In Rwanda for a meeting of Commonwealth nations, Johnson was defiant, pledging to listen to voters' concerns and do more to tackle a cost-of-living crisis after what he described as "tough" results in the two so-called by-elections.
The losses – one in the Conservatives' traditional southern heartlands and in a northern English industrial seat won from Labour in the last election – suggest the broad appeal Johnson presented to win the 2019 election may be fracturing.
Fears that Johnson could have become an electoral liability may prompt lawmakers to move against him again after months of scandal over COVID-19 lockdown parties at a time when millions are struggling with rising food and fuel prices.
Johnson has so far resisted pressure to resign after he was fined for breaking lockdown rules at his Downing Street office.
This month, he survived a vote of confidence by Conservative lawmakers, though 41% of his parliamentary colleagues voted to oust him, and he is under investigation by a committee over whether he intentionally misled parliament.
"I think as a government I’ve got to listen to what people are saying," Johnson told broadcasters in Kigali after the results. "We’ve got to recognise there is more we’ve got to do."
Following the losses in Tiverton and Honiton in southwest England, and Wakefield in the north, Conservative Party Chairman Oliver Dowden resigned in a carefully worded letter that hinted he might believe Johnson should take responsibility.
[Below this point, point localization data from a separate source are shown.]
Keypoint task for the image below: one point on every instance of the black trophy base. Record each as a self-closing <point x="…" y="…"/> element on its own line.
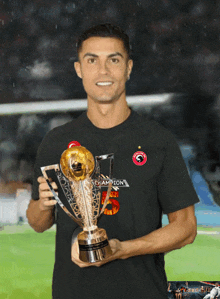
<point x="93" y="245"/>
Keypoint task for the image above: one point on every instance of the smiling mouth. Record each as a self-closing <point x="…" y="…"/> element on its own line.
<point x="104" y="83"/>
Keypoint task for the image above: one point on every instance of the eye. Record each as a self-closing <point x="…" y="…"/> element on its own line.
<point x="91" y="60"/>
<point x="115" y="60"/>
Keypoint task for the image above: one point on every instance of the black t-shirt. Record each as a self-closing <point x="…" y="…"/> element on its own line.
<point x="150" y="179"/>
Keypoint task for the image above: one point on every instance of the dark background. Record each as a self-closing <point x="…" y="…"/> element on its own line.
<point x="175" y="45"/>
<point x="175" y="48"/>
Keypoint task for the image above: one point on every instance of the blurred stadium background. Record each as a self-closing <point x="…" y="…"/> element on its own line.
<point x="175" y="80"/>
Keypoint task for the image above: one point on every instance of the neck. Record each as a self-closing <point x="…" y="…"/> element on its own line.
<point x="107" y="115"/>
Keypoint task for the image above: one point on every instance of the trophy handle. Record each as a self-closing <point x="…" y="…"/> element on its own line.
<point x="100" y="158"/>
<point x="56" y="168"/>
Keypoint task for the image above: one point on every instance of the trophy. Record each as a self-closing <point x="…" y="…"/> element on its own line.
<point x="79" y="176"/>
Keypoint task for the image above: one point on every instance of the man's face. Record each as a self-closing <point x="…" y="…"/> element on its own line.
<point x="104" y="68"/>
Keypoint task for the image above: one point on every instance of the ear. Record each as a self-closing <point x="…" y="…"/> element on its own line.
<point x="77" y="67"/>
<point x="129" y="67"/>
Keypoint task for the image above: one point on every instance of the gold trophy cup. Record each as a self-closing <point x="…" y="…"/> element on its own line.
<point x="83" y="194"/>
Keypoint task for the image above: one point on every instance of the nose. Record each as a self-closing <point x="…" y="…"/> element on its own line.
<point x="103" y="68"/>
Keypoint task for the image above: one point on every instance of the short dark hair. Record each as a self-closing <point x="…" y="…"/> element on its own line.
<point x="105" y="30"/>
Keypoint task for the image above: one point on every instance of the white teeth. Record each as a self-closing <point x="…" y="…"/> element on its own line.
<point x="104" y="83"/>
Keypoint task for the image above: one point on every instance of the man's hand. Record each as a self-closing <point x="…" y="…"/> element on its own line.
<point x="45" y="195"/>
<point x="116" y="247"/>
<point x="40" y="213"/>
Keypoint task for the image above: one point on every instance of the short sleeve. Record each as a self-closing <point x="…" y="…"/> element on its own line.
<point x="175" y="189"/>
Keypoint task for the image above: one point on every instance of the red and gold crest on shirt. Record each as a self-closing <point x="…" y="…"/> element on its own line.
<point x="139" y="158"/>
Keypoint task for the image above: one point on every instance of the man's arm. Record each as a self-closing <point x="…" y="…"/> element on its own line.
<point x="40" y="213"/>
<point x="180" y="231"/>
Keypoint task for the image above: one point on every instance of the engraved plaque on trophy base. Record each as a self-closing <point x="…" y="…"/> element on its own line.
<point x="93" y="245"/>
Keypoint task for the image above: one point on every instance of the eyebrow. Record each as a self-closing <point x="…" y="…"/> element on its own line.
<point x="109" y="56"/>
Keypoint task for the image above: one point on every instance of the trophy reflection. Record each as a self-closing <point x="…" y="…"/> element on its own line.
<point x="80" y="179"/>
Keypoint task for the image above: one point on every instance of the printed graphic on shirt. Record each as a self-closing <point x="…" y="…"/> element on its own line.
<point x="139" y="158"/>
<point x="113" y="205"/>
"We cannot carry on with business as usual," he said. "Somebody must take responsibility and I have concluded that, in these circumstances, it would not be right for me to remain in office," added Dowden, a long-time ally of Johnson.
Some Conservatives blamed him for running poor campaigns in both the voting areas by ignoring local concerns.
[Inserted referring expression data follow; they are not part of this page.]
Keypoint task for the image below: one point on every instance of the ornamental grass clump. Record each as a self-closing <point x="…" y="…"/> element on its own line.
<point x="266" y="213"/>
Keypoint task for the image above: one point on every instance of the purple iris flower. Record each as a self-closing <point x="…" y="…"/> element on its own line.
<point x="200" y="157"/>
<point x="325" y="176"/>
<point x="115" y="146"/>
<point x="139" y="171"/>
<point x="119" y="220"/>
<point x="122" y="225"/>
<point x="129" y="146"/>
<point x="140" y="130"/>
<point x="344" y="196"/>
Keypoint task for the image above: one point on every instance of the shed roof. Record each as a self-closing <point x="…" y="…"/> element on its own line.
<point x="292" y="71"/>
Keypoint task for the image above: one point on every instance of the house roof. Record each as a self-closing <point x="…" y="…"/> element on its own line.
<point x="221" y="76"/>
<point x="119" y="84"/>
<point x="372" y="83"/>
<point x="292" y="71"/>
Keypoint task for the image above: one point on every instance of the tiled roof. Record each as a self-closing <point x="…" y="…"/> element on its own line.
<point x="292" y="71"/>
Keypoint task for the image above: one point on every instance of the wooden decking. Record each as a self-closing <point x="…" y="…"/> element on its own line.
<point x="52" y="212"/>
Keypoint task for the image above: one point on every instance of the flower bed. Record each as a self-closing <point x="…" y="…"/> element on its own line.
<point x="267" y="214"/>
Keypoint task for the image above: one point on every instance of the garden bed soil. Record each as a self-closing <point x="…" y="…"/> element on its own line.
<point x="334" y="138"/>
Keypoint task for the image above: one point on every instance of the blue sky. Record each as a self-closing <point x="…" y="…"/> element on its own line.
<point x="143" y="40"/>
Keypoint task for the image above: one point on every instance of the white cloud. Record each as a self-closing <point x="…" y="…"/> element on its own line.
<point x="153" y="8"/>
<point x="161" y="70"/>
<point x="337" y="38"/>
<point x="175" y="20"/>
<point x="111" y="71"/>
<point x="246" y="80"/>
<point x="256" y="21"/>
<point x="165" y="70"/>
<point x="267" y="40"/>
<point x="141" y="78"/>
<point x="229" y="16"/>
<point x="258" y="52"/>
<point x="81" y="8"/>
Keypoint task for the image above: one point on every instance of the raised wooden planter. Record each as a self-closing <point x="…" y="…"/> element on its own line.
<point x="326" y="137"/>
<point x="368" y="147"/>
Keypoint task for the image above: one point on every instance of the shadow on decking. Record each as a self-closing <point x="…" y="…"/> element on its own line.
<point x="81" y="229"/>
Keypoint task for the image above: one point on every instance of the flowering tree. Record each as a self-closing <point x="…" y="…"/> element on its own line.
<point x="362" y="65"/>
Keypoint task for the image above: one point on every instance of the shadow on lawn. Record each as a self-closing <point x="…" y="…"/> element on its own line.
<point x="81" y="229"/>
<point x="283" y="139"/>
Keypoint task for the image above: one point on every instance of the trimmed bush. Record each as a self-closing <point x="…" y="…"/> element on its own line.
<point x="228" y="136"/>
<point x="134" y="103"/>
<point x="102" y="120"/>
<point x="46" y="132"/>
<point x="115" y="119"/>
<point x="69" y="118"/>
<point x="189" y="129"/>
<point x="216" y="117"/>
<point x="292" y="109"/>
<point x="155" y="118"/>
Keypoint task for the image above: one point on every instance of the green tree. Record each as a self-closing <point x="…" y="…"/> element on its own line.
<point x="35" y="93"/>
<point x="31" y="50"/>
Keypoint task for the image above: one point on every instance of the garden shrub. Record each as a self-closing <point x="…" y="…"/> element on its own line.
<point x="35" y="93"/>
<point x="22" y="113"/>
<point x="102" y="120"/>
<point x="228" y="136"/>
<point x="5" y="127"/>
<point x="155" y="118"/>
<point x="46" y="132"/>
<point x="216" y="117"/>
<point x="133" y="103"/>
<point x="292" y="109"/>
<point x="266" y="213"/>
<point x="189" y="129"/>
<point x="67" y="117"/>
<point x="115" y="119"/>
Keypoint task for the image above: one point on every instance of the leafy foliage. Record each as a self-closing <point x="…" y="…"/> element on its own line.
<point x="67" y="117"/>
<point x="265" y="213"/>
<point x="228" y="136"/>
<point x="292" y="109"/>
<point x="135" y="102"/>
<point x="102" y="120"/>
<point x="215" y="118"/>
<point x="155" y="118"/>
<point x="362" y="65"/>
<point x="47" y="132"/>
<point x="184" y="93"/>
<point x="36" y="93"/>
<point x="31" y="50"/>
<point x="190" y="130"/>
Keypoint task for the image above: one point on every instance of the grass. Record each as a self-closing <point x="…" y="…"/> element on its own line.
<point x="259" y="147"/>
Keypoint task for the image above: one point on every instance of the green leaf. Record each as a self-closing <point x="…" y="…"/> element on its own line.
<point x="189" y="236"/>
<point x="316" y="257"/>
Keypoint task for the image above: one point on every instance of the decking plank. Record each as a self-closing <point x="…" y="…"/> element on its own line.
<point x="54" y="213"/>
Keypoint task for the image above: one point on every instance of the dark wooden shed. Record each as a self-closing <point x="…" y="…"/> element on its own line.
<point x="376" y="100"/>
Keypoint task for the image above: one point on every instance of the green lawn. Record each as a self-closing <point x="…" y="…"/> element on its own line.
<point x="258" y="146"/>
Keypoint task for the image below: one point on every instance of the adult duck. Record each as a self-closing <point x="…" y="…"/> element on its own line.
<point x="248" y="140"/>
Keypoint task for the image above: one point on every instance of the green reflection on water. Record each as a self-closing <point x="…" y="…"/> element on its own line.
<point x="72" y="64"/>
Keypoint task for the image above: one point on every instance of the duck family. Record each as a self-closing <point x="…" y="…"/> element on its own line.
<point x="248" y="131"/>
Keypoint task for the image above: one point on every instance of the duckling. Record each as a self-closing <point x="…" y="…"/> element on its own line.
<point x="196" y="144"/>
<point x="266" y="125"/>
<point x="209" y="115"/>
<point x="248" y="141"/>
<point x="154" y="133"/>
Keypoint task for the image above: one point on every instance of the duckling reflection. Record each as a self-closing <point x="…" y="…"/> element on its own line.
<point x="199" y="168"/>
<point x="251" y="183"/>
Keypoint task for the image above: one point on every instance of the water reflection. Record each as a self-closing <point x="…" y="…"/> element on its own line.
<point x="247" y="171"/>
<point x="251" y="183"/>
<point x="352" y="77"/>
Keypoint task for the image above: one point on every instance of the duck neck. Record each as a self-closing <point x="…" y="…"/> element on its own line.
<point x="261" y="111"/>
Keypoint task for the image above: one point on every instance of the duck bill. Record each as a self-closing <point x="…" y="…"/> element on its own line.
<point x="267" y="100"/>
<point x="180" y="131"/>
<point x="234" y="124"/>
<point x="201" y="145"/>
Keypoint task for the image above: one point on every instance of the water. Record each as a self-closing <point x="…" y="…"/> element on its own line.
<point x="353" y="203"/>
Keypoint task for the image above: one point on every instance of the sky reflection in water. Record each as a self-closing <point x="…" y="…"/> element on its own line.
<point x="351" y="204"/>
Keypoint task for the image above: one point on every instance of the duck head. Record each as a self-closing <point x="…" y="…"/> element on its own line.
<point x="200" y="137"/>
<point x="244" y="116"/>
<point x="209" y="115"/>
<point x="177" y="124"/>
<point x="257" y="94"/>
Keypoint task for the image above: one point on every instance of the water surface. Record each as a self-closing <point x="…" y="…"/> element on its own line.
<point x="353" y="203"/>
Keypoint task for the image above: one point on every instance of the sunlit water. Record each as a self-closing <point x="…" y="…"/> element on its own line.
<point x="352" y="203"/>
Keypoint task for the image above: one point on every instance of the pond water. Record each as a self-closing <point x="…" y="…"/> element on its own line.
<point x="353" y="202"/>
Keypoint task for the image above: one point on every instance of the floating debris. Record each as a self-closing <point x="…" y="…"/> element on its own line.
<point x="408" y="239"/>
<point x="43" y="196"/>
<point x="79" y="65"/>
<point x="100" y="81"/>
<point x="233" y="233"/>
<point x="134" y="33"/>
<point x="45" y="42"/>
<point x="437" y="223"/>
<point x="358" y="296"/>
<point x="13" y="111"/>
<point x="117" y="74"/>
Johnson responded by saying he understood Dowden's disappointment but "this government was elected with an historic mandate just over two years ago" and he would continue to work to that end.
A Conservative party source said Johnson was not concerned about further resignations from his cabinet team of top ministers and took a swipe at the media for what they called "misreporting" of lockdown parties.
Finance minister Rishi Sunak said "we all take responsibility" for the defeats.